How this plays into the game’s puzzles is sublimely executed. Simply do everything that is asked of Lilli, and you will succeed. Puzzles that involve item combination are almost never random. If you are supposed to build a trophy that looks like an animal and you happen to have a paper spike and an animal head, well, you know what to do. If you are asked to start a fire in the stove by someone in a position of authority, well, it doesn’t matter that another child happens to be in the stove when you do.
You do as you are told.
What the art does in this particular equation is that it makes everything OK. I can’t imagine a game with humor this black working with a photorealistic aesthetic. The art of Harvey’s New Eyes is what draws the player into the role of Lilli and actually makes the player okay with what is going on. It’s the sick and twisted mind of the grade schooler who spent all their time drawing skulls and monsters and Giger-esque instruments of destruction. It’s not pretty so much as it’s colorful and stylized in a way that never lets you forget that you’re in a fantasy world. The world of Harvey’s New Eyes exists in a place that only works if you never start confusing its world for reality. This is true in its narrative, and this is true in its puzzles. It’s a very thin line between needlessly macabre and charmingly morbid. Harvey’s New Eyes treads that line almost flawlessly.
There are certainly quirks that do detract from the overall experience. Hunt ‘n peck puzzles whose only challenge is to find the pixel that contains the necessary item are never fun, and a couple of the later puzzles fall into this trap, confusing small click windows for difficulty. There’s also a mechanic that manifests later in the game that involves a means of travel from one place to another that seriously stymies the momentum of the game by getting it caught up in load times (at least on my wimpy little machine) and transitional animations.

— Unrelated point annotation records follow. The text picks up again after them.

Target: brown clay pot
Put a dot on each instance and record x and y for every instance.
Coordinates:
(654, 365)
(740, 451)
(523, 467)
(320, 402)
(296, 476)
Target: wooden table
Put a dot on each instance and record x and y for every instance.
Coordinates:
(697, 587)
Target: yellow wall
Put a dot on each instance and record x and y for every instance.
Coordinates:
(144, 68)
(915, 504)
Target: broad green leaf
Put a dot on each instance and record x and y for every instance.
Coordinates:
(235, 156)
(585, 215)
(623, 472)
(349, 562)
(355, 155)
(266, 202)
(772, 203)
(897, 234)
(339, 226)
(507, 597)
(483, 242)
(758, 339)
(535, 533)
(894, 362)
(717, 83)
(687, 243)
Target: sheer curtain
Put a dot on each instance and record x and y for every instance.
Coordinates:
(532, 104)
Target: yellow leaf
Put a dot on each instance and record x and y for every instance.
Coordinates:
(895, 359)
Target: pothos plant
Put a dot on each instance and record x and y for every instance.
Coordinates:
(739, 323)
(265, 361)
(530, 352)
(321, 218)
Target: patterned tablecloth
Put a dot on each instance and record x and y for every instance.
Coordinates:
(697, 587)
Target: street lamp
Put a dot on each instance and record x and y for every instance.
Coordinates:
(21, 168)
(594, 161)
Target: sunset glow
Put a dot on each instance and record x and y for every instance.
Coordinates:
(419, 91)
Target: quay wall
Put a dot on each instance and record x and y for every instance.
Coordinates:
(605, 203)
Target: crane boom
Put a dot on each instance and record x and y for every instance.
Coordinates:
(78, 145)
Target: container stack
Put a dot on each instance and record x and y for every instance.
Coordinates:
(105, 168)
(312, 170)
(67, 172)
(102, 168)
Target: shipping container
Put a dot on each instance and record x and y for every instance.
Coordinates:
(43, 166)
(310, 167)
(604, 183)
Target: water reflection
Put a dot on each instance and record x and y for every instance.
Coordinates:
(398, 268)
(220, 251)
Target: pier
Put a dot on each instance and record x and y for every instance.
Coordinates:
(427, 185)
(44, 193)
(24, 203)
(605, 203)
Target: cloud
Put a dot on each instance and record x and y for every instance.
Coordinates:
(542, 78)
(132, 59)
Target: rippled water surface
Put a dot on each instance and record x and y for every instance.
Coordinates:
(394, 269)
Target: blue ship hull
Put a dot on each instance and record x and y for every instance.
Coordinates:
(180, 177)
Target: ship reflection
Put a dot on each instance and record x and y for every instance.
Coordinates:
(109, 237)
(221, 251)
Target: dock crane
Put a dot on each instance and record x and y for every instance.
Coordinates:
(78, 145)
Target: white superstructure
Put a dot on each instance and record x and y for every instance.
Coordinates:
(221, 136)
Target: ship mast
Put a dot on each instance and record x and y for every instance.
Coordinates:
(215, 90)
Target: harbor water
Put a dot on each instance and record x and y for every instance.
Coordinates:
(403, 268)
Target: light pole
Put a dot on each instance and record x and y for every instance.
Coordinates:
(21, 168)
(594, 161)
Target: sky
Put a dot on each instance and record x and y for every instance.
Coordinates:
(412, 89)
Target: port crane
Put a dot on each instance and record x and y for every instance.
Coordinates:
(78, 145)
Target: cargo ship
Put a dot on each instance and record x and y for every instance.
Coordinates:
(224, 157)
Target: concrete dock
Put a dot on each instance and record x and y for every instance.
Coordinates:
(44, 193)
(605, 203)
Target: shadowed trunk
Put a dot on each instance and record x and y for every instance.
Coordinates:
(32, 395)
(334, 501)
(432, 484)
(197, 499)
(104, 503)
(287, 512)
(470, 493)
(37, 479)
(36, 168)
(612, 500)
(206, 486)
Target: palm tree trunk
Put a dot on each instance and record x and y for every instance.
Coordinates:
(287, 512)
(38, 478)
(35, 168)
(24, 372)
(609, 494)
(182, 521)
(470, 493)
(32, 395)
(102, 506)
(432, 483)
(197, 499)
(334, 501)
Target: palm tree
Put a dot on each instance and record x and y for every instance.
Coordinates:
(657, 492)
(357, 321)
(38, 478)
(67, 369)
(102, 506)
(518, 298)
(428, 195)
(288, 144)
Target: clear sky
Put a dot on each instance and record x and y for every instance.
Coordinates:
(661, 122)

Still, that a game like Harvey’s New Eyes would be a little rough around the edges is almost part of its charm. It’s very easy to put down when it gets frustrating and pick up again when the bad vibes wear off. It’s not a game that will win any prizes for originality—at its root, it’s your everyday PC adventure game—but the way it goes about its business keeps you off-balance. It may not be a unique experience, but it feels like it is. That makes it something worth looking at.